The Rise in Remittances to India: A Closer Look
The Reserve Bank of India (RBI) has reported that Indians living abroad transferred $24.6 billion to India in the fiscal year 2005-2006. India, thus, continues to retain its position as the leading recipient of remittances in the world. The World Bank estimates for 2005 put India in the lead at $23.5 billion, with China and Mexico close behind at $22.4 billion and $21.7 billion, respectively.
Yet India's dominant position in remittance receipts is a relatively recent one. In 1990-1991, for instance, RBI reported that remittances from overseas Indians were a modest $2.1 billion. They have risen steadily in the last 15 years, and rather dramatically in the last 10 (see Figure 1).
The figures rose to $12.3 billion in 1996-1997, and then jumped to almost $22 billion in 2003-2004. Between 2000-2001 and 2003-2004, remittances almost doubled. With a small dip in 2004-2005, the 2005-2006 figures RBI reported suggest that the trend is here to stay.
This article first explores the relative importance of these remittances in India's economy, then explains the reasons for this exponential gain, focusing on the effects of government and commercial bank polices, the profile of recent emigrants, and the strength of the Indian economy.
Relative Importance of Remittances
It is generally assumed that in a large economy like India's, the impact of remittances is negligible. But, compared with some important economic and fiscal indicators, their relative importance is significant.
Today, remittances represent 3.08 percent of the country's GDP — a sharp rise from 0.7 percent in 1990-1991 (see Table 1). In 2005-2006, remittances were higher than the US$23.6 billion in revenues from India's software exports, which is particularly impressive since software exports increased 33 percent that year.
In 2004-2005, the state and federal governments in India combined spent less money on education than India received in remittances (see Table 2), according to the figures available from India's Ministry of Finance. And, in the same year, combined state and federal government expenditures on health care came to less than half of the remittance flow (see Table 3).
The impact of remittances is more pronounced in parts of the country that have experienced higher volumes of emigration. In the southern state of Kerala, for example, remittances constitute 22 percent of the state domestic product. Experts on Kerala's economy found that per capita income in Kerala is much higher than the national figure because of remittances. Including remittances, Kerala's per capita income in 2002-2003 was 60 percent higher than the national figure, and 34 percent higher excluding remittances.
Context for Understanding Indian Remittances
According to RBI, remittances include two flows: inward remittances and local withdrawals from Non-Resident Indian (NRI) deposit accounts. The term NRI popularly refers to members of the Indian diaspora, including Indian citizens living abroad and people of Indian origin.
Inward remittances are direct transfers of funds from one person abroad to another in India, typically through a bank or wire transfer agency. Such transfers are generally understood to provide family support.

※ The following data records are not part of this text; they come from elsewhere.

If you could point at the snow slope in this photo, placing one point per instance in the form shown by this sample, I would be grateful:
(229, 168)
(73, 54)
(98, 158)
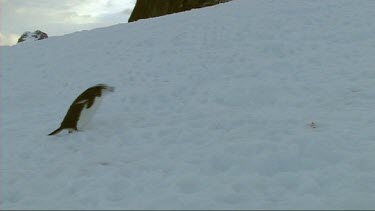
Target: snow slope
(212, 110)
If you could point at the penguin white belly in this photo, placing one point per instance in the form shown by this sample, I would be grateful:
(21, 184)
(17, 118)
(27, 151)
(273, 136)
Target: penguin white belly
(88, 113)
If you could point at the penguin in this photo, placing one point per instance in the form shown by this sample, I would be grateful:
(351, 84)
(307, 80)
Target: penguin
(83, 108)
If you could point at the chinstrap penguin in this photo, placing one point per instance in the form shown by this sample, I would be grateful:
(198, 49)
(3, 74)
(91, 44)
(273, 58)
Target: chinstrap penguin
(83, 108)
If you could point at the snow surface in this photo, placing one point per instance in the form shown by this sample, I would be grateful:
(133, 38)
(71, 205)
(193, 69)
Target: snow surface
(212, 110)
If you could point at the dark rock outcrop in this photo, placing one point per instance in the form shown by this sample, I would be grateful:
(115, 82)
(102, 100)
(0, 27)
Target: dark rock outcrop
(153, 8)
(32, 36)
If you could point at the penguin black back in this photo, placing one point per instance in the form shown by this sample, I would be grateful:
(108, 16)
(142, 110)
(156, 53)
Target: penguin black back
(86, 101)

Indian banks created NRI deposit accounts exclusively for NRIs. These deposit schemes, which the government of India authorized in the 1970s, have been used to attract foreign capital when the Indian government felt the need to shore up foreign-exchange reserves.
To make the accounts attractive, NRI depositors are given the choice of holding deposits in foreign currency denominations or in Indian rupees. Depositors in foreign denominations can repatriate their principal and interest in foreign currency when they choose. Thus, repatriable deposits are treated like a debt.
On the other hand, RBI treats funds that NRIs locally withdraw from rupee-denominated deposits as remittances; to RBI these transactions cease to be a liability and assume the form of "unrequited transfers."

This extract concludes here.